Certificate-Aware Property-Directed Reachability

TL;DR

CAPDR is a certificate-aware extension of Property-Directed Reachability that improves runtime, certificate size, and reproducibility for hardware safety verification, with formal guarantees and competitive results.

Contribution

We introduce CAPDR, a novel certificate-aware PDR variant that balances verification speed, certificate size, and reproducibility while maintaining trustworthiness.

Findings

CAPDR solves six more instances than the baseline on hardware benchmarks.

Median certificate size proxy decreases by 24.6%.

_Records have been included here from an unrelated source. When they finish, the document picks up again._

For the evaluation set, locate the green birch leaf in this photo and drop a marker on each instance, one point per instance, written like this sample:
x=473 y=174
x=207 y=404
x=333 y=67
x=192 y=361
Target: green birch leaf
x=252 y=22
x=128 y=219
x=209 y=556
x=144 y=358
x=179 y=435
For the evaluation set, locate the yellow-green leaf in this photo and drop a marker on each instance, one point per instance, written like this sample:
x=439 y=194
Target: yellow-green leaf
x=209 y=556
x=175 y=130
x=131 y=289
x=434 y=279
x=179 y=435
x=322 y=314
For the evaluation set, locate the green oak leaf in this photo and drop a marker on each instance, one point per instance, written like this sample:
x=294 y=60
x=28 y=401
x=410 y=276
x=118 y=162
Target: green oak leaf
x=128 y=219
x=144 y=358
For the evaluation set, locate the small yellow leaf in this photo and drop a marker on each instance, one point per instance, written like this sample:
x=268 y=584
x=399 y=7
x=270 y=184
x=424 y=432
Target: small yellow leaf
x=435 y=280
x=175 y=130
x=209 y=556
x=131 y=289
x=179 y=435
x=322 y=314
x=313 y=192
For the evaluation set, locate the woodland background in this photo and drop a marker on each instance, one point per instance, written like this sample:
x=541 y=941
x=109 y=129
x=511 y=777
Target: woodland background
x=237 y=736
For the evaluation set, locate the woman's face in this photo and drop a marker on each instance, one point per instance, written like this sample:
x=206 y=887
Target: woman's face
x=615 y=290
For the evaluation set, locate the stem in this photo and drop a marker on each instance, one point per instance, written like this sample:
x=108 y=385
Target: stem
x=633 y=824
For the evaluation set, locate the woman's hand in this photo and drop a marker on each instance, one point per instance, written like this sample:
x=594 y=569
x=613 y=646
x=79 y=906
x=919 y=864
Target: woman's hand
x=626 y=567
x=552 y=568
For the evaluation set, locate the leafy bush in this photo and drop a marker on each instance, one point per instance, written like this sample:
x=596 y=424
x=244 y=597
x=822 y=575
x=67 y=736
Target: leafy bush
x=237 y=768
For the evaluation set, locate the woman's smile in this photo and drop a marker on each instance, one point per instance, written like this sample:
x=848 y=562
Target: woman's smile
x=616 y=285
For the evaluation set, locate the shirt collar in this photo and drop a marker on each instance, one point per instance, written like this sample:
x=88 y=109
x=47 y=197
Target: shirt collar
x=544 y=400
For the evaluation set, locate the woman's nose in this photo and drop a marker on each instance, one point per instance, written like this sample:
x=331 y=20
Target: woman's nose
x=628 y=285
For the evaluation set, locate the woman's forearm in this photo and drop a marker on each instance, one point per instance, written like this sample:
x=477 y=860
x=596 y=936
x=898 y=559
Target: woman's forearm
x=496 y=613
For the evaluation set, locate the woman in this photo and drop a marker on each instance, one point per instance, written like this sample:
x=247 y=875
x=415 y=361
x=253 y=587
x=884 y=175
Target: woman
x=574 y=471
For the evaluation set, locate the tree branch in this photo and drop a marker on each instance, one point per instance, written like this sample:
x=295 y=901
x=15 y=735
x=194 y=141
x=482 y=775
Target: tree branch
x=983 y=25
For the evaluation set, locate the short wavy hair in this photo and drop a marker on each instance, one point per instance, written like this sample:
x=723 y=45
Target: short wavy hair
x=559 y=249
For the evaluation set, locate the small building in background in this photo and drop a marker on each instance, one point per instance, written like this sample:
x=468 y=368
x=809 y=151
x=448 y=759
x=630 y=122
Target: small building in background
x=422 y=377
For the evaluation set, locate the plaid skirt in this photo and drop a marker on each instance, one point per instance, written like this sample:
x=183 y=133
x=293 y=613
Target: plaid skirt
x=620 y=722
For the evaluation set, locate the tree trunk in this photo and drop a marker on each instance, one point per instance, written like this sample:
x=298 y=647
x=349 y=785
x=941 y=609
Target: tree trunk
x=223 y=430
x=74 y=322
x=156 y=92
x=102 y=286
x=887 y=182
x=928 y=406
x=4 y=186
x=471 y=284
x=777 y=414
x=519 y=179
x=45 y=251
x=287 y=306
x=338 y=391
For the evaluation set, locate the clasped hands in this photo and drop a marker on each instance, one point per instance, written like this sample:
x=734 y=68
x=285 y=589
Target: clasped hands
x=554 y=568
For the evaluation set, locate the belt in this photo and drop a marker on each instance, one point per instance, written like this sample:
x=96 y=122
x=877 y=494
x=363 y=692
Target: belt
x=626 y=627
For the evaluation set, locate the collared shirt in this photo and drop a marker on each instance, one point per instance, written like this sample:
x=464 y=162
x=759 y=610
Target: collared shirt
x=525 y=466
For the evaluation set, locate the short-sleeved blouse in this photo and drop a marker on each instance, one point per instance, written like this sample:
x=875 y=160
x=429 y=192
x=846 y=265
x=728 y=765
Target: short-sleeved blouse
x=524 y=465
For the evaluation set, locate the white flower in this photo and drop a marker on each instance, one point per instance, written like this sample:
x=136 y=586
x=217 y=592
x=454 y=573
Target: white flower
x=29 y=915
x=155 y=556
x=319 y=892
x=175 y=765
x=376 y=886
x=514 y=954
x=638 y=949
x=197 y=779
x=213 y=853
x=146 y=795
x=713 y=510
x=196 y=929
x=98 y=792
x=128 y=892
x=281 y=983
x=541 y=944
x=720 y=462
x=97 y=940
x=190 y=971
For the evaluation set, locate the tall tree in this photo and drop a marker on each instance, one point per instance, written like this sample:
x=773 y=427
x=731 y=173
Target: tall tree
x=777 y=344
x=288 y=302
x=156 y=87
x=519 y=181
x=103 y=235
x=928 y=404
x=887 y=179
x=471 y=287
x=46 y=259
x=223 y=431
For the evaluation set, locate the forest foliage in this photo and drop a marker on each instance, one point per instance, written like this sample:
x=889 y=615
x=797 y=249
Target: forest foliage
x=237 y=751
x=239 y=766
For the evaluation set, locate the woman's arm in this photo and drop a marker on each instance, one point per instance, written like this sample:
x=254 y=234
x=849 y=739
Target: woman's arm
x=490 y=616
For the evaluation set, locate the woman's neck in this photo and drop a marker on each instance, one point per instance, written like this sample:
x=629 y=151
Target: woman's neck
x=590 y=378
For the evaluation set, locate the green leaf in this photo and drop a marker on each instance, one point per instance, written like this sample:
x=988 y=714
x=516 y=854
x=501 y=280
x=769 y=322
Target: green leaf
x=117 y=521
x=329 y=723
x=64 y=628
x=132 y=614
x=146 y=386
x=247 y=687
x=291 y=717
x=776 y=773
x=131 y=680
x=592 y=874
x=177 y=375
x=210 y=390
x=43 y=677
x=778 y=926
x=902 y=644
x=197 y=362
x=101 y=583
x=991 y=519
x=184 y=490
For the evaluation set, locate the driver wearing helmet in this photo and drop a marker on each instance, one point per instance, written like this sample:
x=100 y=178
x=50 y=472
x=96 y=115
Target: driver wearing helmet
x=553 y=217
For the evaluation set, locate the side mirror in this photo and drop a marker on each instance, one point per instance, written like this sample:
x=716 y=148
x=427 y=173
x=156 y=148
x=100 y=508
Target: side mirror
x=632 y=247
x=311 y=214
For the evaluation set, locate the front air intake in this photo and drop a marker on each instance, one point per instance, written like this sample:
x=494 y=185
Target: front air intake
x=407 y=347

Median checker time decreases by 49%.

Abstract

Property-Directed Reachability (PDR/IC3) is a standard workhorse for hardware safety verification, but most implementations are tuned primarily for time-to-answer and treat the produced invariant or counterexample as a secondary byproduct. In certified workflows, including recent hardware model checking competition rules, the certificate becomes a deliverable whose size, independent checking time, and reproducibility directly affect end-to-end cost. We present CAPDR, a certificate-aware variant of PDR that targets a joint objective over runtime, certificate size, and checker time, while keeping learning outside the trusted computing base. CAPDR exposes a small set of PDR choice points (blocker generalization, obligation ordering, clause pushing, and optional extensions) to a learned ranking policy, but preserves trust by design: every state-changing action is guarded by the same SAT checks as standard PDR, and a SAFE/UNSAFE claim is reported only after an independent checker validates the emitted invariant or trace. We formalize certificate-centric metrics and a replay log that records nondeterministic choices for artifact-grade reproducibility. On the 2024 Hardware Model Checking Competition bit-level safety benchmarks, CAPDR solves six more instances than the baseline. Over each configuration's checker-accepted solved set, the median certificate-size proxy decreases by 24.6% and the median checker time by 49%. Post-fixpoint invariant minimization yields further reductions.